The sensor would rely on infra-red energy naturally present in the environment, and the surface coating (50) maintains the charge separated zone (80). The conductive elements (70) positioned within the charge separated zone (80) and the surrounding water (90) continuously collect charges thereby generating a steady current that powers the sensor without interruption or the need for conventional battery replacement.

Thus, the present invention has an advantage of providing a highly efficient and scalable system and method for generating electrical energy from a volume of water. By utilizing the charge-separated zone phenomenon, the invention harnesses the natural ability of water interacting with hydrophilic surfaces to form an exclusion zone, where charge separation occurs. This approach not only enables the generation of sustainable energy but also ensures continuous operation by maintaining the exclusion zone through the absorption of ambient infrared energy. Through the integration of advanced microfabrication techniques, the invention achieves precision and scalability, making it suitable for mass production. Utilizing silicon wafer platforms and batch production processes, the system reduces fabrication costs. The use of robust materials and durable, corrosion-resistant electrodes further ensures long-term operational efficiency and reliability, even under varying environmental conditions.

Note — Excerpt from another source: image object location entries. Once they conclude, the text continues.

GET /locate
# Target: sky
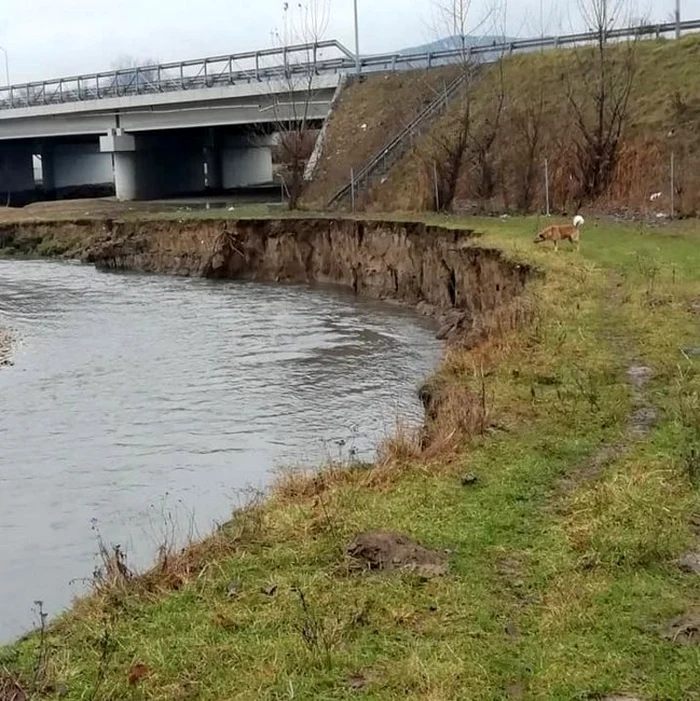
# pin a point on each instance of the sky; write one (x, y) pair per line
(52, 38)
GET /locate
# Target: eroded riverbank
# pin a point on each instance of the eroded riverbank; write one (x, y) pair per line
(6, 341)
(143, 404)
(443, 272)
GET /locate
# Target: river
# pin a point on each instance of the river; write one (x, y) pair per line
(139, 401)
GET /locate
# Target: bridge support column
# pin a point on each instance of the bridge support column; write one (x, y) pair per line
(16, 174)
(48, 170)
(212, 160)
(123, 149)
(125, 175)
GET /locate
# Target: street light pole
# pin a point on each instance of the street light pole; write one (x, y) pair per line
(358, 64)
(7, 67)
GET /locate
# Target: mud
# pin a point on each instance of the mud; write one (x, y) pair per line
(6, 341)
(444, 273)
(381, 550)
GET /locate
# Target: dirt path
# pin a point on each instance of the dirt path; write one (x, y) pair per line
(643, 415)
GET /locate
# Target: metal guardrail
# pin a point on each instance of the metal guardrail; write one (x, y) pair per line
(392, 150)
(216, 71)
(270, 64)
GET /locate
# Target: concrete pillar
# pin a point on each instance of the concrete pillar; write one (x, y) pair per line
(16, 174)
(48, 170)
(125, 175)
(212, 157)
(123, 147)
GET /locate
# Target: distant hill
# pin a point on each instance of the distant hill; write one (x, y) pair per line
(455, 42)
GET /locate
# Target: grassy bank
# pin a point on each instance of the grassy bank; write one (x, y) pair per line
(562, 580)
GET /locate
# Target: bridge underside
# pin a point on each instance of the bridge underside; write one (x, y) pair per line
(153, 146)
(147, 165)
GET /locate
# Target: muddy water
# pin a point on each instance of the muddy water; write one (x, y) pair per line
(142, 404)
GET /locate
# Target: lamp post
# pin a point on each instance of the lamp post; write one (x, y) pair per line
(358, 64)
(7, 67)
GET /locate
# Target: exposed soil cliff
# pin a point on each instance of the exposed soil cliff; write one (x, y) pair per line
(438, 270)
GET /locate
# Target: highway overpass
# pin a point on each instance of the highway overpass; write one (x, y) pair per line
(200, 125)
(153, 132)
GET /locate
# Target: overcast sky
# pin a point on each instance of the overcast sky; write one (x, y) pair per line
(49, 38)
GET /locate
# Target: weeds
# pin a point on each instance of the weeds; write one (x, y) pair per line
(318, 633)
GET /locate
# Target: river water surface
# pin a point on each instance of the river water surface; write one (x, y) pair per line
(140, 401)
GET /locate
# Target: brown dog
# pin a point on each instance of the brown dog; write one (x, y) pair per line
(562, 232)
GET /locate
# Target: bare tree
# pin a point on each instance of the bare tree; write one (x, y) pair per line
(599, 93)
(305, 24)
(526, 125)
(468, 133)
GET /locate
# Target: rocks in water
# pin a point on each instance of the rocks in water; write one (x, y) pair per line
(690, 563)
(5, 347)
(383, 550)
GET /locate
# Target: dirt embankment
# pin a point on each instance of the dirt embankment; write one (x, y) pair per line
(440, 271)
(369, 114)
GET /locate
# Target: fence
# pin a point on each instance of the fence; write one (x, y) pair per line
(255, 66)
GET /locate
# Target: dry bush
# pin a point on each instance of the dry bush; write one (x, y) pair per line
(176, 567)
(10, 688)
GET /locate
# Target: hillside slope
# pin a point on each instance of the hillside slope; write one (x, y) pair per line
(664, 118)
(368, 115)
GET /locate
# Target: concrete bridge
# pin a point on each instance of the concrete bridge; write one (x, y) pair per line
(145, 133)
(206, 124)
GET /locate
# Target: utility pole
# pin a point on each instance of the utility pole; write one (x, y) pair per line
(358, 64)
(7, 67)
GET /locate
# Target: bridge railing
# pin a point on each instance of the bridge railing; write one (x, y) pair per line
(283, 62)
(211, 72)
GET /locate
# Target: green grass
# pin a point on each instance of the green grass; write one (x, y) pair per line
(553, 593)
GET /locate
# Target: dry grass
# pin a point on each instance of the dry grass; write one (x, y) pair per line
(548, 603)
(664, 107)
(10, 688)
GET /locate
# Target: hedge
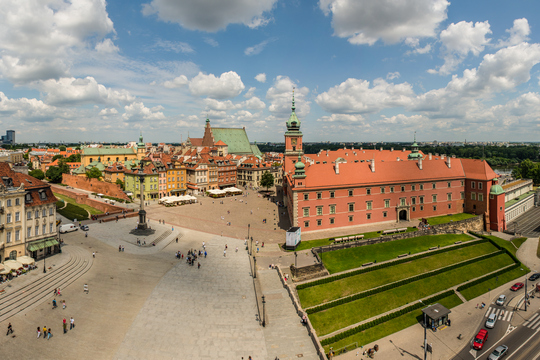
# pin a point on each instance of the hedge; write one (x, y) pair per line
(397, 284)
(385, 318)
(387, 264)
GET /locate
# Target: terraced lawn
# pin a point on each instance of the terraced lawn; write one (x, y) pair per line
(341, 316)
(348, 286)
(346, 259)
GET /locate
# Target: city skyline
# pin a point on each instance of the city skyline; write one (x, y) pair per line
(363, 71)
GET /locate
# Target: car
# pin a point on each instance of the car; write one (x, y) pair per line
(517, 286)
(498, 353)
(490, 322)
(480, 339)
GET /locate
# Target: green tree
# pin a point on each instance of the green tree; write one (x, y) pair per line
(38, 174)
(93, 173)
(267, 179)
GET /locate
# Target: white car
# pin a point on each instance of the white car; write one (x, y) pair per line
(490, 322)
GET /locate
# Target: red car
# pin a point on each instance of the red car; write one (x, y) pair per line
(517, 286)
(480, 339)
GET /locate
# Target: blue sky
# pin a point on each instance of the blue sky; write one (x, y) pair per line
(364, 70)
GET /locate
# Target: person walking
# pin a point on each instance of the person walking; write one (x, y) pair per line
(10, 329)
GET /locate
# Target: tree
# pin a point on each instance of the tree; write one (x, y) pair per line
(267, 179)
(38, 174)
(93, 173)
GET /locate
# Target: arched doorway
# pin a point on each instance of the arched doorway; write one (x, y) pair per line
(403, 215)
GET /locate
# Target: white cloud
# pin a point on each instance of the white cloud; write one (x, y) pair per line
(257, 49)
(356, 96)
(211, 15)
(280, 96)
(106, 47)
(228, 85)
(459, 40)
(177, 82)
(73, 91)
(138, 112)
(367, 21)
(518, 33)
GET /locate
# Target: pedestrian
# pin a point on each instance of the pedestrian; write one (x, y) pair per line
(10, 329)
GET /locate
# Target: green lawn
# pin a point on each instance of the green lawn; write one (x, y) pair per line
(402, 322)
(493, 283)
(346, 259)
(91, 210)
(306, 245)
(338, 317)
(448, 218)
(348, 286)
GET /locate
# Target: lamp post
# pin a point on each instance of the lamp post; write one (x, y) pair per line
(264, 313)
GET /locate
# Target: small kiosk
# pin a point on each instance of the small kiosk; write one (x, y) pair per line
(436, 315)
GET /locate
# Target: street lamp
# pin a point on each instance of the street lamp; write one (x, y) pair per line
(264, 313)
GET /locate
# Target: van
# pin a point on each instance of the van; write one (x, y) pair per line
(68, 228)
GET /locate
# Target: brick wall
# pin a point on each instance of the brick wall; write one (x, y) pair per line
(94, 185)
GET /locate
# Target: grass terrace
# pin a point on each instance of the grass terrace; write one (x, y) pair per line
(346, 259)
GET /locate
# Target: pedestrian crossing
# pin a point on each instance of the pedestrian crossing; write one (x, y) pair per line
(502, 315)
(533, 322)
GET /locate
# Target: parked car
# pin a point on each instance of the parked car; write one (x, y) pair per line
(480, 339)
(517, 286)
(498, 353)
(490, 322)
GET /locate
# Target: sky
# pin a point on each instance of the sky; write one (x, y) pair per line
(361, 70)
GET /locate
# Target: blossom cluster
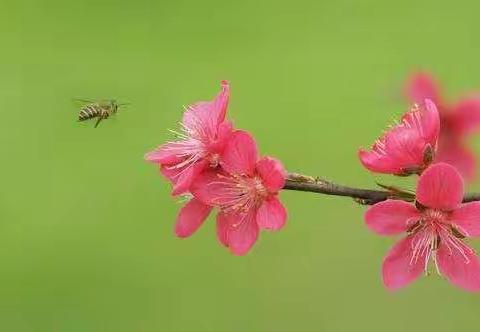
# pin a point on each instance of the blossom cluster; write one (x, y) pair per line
(218, 167)
(437, 222)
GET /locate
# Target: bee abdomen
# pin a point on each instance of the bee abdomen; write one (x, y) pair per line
(89, 112)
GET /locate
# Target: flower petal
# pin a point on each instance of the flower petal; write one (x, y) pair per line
(405, 146)
(467, 219)
(191, 217)
(390, 217)
(461, 268)
(454, 153)
(271, 214)
(440, 187)
(379, 163)
(222, 228)
(165, 154)
(204, 117)
(421, 86)
(430, 122)
(240, 155)
(399, 269)
(240, 231)
(272, 173)
(212, 188)
(182, 178)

Moreover, the system is designed to maximize energy extraction by aligning conductive elements within the charge-separated zone. This alignment enhances charge collection efficiency and improves overall performance. The invention also supports versatile configurations, including single-unit designs, three-dimensional stacked architectures, and ultra-high-density arrangements, catering to a wide range of energy generation requirements.

The foregoing descriptions of specific embodiments of the present invention have been presented for purposes of illustration and description. They are not intended to be exhaustive or to limit the present invention to the precise forms disclosed, and obviously, many modifications and variations are possible in light of the above teaching. The embodiments were chosen and described in order to best explain the principles of the present invention and its practical application, and to thereby enable others skilled in the art to best utilize the present invention and various embodiments with various modifications as are suited to the particular use contemplated. It is understood that various omissions and substitutions of equivalents are contemplated as circumstances may suggest or render expedient, but such omissions and substitutions are intended to cover the application or implementation without departing from the scope of the claims of the present invention.